Neurogenetics and genetic and genomic testing

Jacinda B Sampson MD PhD (

Dr. Sampson of Stanford University is a co-investigator for clinical trials sponsored by Bristol Meyers Squibb, Expansion therapeutics, PTC Therapeutics, and Sarepta.

)
Jill Goldman MS MPhil CGC (Jill Goldman of Columbia University Medical School has no relevant financial relationships to disclose.)
Aravindhan Veerapandiyan MD, editor. (

Dr. Veerapandiyan of University of Arkansas for Medical Sciences has no relevant financial relationships to disclose.

)
Originally released September 27, 2013; last updated October 7, 2019; expires October 7, 2022

Overview

Neurogenetics encompasses heritable disorders in all the subspecialties of neurology and is an ever-growing field. New technologies such as next-generation sequencing (including whole exome or whole genome sequencing) are expanding testing options, discovering new mutations, and creating challenges in counseling, interpreting, and reporting results to the patient. Yet, next-generation sequencing does not detect many neurogenetic disorders. This article summarizes the types of genetic tests currently available and the resources for choosing appropriate and economical testing are discussed.

Key points

 

• Deciding on the genetic tests to order can be simplified by narrowing the differential diagnosis and defining the patient's phenotype.

 

• Next-generation sequencing of the whole exome is useful for testing for multiple candidate genes simultaneously or for discovering new, rare disorders.

 

• Whole exome sequencing is not suitable for detecting polynucleotide repeat disorders or large insertion/deletions.

 

• Genetic counseling, informed consent, and insurance preauthorization must be obtained before performing genetic testing.

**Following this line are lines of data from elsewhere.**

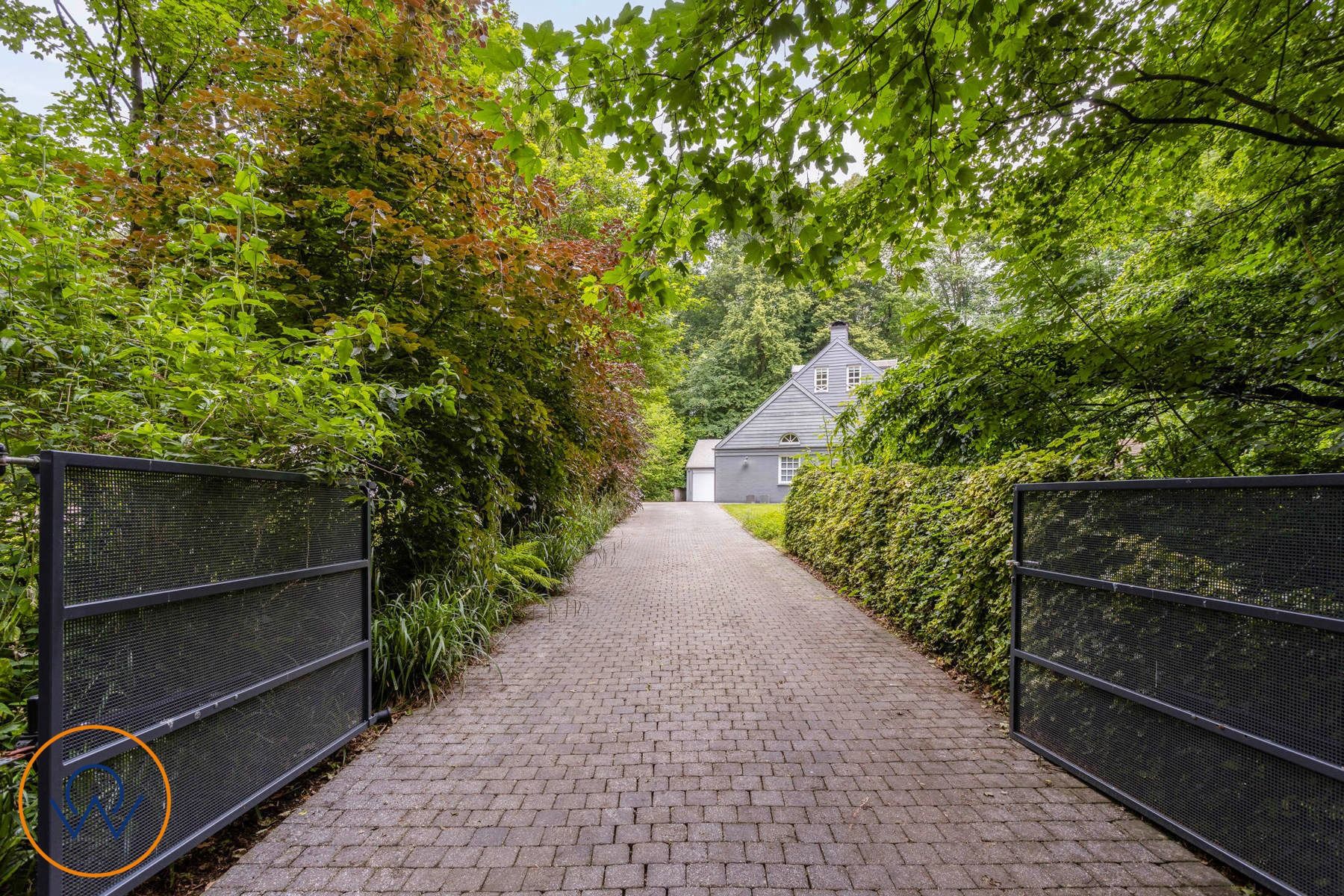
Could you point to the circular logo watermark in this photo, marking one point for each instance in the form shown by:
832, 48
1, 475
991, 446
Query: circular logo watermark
80, 818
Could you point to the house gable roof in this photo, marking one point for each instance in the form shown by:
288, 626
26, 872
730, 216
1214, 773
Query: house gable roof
830, 351
792, 383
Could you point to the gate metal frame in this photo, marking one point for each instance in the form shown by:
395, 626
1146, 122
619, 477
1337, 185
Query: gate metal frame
1016, 655
53, 615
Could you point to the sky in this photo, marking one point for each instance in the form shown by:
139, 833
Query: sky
33, 82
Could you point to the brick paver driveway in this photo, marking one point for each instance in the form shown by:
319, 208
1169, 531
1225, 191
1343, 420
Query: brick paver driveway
700, 716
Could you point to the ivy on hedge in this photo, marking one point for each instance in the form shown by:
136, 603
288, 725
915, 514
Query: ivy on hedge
925, 547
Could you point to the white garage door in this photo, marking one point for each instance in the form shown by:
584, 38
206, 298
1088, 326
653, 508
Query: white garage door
702, 485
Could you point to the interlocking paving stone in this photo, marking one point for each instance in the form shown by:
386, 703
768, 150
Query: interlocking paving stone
699, 716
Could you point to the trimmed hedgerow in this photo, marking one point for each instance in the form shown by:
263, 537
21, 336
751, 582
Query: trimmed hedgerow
925, 547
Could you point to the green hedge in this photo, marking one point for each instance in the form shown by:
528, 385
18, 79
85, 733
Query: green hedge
925, 547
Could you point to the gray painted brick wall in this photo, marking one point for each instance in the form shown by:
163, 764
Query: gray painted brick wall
750, 476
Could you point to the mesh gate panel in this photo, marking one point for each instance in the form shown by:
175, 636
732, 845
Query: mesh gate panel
221, 762
1275, 547
134, 531
202, 609
139, 667
1272, 679
1277, 815
1221, 598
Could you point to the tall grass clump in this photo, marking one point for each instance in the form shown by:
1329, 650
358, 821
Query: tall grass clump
440, 623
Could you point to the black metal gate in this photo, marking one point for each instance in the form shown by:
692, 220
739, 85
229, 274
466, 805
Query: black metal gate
218, 615
1179, 645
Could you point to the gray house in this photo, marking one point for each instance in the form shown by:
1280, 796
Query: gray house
754, 464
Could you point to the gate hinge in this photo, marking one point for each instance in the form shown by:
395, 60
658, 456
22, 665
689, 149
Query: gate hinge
6, 458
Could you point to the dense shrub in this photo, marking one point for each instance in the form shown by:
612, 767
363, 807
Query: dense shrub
925, 547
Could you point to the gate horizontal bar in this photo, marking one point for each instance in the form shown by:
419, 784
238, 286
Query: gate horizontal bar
1296, 480
1295, 617
147, 465
161, 860
205, 711
193, 591
1159, 818
1213, 726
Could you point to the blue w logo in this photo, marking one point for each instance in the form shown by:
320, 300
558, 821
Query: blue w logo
116, 830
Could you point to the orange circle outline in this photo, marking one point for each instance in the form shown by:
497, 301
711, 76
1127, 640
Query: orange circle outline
23, 818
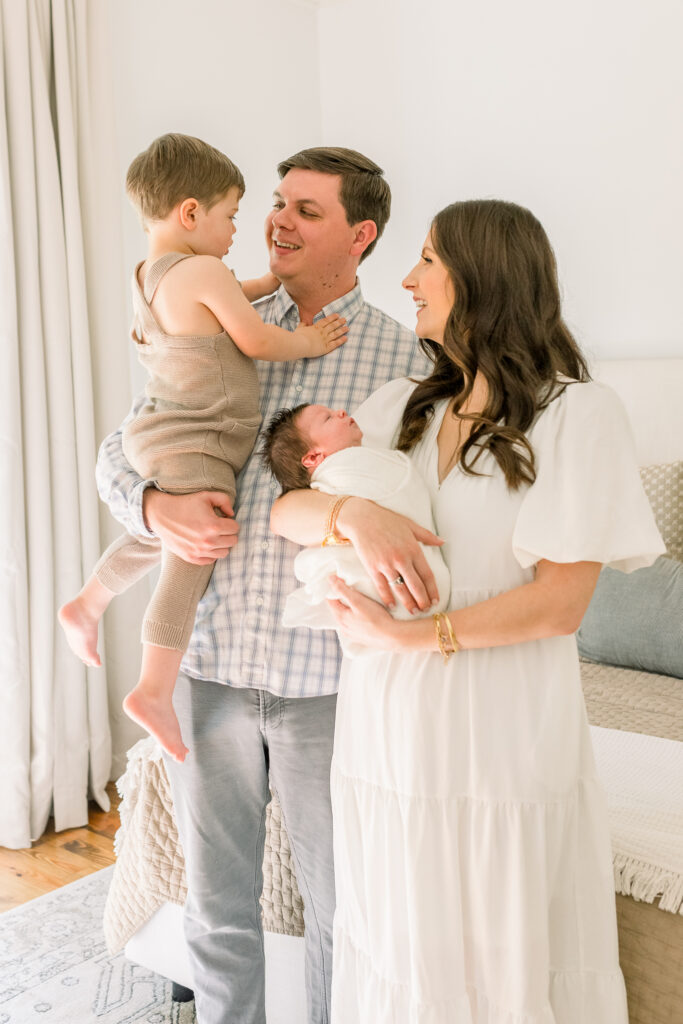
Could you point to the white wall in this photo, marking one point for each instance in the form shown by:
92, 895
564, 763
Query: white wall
572, 110
219, 70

Historical note and terminology

Genetic disorders affecting the nervous system typically present first to the general neurologist at any point in the patient's lifespan. Neurogenetic disorders are a component of every neurologic subspecialty. The heritable nature of certain neurogenetic disorders was appreciated well before the discovery of DNA. Diagnosis by biochemical assays for metabolic and enzymatic defects, or histologic changes on muscle biopsy well preceded the description of DNA. Indeed, the precedent for treatment of neurogenetic disorders with metabolic defects began before clinical genetic tests became available.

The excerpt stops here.